The office will specifically evaluate the effectiveness of service life extensions, acquisition of used vessels and new vessel construction, yet the memo adds that the office may revise its objectives as the evaluation proceeds.
Evaluation at the Navy, U.S. Transportation Command, Military Sealift Command and the Transportation Department’s Maritime Administration will begin this month.
The announcement follows discussion and legislative proposals surrounding sealift recapitalization, including an amendment in the House’s defense policy bill that would codify and update sealift capacity-focused National Security Directive 28.
The Senate Armed Services Committee also released its version of the fiscal year 2025 defense policy bill Monday, which calls for strategic sealift modernization. Senate authorizers require “a better understanding of the existing cargo ship market, including vessels that might be available for purchase, and how new ships from the U.S. Navy’s long-range shipbuilding plans and purchases of used vessels will meet our strategic sealift needs,” the bill’s committee report notes.
Senate authorizers have also directed the TRANSCOM commander to brief congressional defense committees no later than Jan. 31, 2025, on several sealift issues, including the market for used cargo ships and long-term plans for new ship construction.

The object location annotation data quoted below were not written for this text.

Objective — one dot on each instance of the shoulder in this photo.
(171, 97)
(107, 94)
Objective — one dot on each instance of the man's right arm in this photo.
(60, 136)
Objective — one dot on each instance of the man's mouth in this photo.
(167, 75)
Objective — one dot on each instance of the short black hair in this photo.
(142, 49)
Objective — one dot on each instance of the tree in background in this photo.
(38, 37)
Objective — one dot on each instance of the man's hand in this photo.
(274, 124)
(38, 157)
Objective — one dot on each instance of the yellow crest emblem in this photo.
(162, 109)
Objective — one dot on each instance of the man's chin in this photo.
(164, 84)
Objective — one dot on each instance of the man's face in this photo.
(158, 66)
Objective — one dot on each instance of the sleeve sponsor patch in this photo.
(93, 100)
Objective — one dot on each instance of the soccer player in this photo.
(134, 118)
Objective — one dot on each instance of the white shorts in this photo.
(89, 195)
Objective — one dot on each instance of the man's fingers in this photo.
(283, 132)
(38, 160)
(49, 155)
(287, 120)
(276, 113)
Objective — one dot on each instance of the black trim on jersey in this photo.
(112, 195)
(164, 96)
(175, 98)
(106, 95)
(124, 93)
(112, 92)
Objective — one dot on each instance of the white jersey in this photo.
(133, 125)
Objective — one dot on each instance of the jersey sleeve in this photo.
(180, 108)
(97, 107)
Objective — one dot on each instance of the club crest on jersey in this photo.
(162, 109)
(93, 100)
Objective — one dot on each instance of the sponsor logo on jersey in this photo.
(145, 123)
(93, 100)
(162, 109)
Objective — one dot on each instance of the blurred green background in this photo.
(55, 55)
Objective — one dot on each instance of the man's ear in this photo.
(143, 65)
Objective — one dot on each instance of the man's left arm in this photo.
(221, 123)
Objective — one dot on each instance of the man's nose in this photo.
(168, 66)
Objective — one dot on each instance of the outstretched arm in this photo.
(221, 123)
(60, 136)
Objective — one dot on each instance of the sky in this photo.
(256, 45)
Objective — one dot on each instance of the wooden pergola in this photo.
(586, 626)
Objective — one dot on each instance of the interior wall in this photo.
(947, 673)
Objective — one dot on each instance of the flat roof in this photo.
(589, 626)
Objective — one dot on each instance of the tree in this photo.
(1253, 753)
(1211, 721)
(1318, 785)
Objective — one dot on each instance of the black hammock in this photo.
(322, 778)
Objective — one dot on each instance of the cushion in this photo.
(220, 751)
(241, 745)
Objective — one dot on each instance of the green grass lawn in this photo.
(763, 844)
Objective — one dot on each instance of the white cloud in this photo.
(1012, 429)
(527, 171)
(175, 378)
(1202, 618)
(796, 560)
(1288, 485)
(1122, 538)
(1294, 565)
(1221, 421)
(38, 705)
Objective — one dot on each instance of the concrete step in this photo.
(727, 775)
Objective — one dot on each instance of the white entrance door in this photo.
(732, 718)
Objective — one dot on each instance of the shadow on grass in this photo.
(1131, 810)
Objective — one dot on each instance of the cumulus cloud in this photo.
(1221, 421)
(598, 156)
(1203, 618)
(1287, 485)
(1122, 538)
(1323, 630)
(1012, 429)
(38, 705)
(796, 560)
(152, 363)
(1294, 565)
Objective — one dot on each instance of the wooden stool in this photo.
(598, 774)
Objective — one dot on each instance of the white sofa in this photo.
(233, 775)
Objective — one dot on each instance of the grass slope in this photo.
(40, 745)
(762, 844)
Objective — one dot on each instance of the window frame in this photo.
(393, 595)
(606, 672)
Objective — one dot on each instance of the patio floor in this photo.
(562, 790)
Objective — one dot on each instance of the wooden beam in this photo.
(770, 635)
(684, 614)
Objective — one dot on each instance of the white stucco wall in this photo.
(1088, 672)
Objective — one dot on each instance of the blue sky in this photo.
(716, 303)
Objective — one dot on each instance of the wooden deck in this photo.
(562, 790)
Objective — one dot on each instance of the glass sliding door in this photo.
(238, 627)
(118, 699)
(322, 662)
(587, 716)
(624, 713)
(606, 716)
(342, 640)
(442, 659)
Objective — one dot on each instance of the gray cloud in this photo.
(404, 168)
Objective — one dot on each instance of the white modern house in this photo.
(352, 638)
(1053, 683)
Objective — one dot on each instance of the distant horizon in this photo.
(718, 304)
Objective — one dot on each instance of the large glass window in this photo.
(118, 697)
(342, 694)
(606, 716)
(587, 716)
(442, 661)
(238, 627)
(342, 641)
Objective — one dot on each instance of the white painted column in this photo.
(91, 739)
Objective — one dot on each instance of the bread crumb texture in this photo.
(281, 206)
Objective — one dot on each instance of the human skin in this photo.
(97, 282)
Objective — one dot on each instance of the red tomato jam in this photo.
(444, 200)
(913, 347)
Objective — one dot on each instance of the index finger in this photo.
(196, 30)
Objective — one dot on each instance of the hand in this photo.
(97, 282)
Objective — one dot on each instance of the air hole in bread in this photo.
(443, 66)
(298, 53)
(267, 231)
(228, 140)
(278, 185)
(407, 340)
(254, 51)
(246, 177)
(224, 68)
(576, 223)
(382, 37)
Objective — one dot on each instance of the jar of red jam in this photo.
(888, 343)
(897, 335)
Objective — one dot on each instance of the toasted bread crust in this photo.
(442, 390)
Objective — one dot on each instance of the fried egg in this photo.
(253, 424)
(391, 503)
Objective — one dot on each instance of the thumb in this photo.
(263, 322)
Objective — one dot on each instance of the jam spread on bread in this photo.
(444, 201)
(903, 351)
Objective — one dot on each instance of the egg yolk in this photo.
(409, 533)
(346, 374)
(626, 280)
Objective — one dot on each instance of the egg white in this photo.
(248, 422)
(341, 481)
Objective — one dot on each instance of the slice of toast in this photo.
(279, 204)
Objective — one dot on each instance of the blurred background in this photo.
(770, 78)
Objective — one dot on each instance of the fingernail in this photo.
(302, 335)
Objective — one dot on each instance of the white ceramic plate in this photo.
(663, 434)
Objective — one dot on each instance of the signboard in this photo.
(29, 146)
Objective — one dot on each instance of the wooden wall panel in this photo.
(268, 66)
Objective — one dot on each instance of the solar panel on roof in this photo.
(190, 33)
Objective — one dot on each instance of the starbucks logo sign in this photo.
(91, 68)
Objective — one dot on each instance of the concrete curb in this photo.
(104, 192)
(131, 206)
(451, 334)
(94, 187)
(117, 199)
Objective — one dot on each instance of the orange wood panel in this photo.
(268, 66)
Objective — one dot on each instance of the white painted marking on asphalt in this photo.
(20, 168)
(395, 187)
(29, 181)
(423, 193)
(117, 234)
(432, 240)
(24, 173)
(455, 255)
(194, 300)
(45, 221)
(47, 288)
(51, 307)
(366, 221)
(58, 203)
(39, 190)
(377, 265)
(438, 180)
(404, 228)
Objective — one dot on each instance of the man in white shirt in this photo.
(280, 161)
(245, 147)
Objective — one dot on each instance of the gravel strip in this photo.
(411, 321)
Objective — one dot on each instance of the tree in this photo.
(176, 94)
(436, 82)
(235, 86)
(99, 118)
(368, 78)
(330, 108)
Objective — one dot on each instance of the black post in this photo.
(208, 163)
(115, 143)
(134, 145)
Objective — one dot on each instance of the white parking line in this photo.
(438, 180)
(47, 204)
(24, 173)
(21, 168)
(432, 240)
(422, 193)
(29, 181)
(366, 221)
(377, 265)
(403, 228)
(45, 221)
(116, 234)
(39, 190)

The Navy brought forward a sealift legislative proposal in May that would allow the service to buy foreign, used vessels. In a House Armed Services Committee Navy budget hearing that month, Chief of Naval Operations Adm. Lisa Franchetti detailed several sealift capacity solutions, calling the function “critically important.”
“We’ve already bought a number of ships and we are projected to buy up to nine, which is our limit, so we have a legislative proposal in there to remove that limit, so we can continue to do that,” she told lawmakers at the time.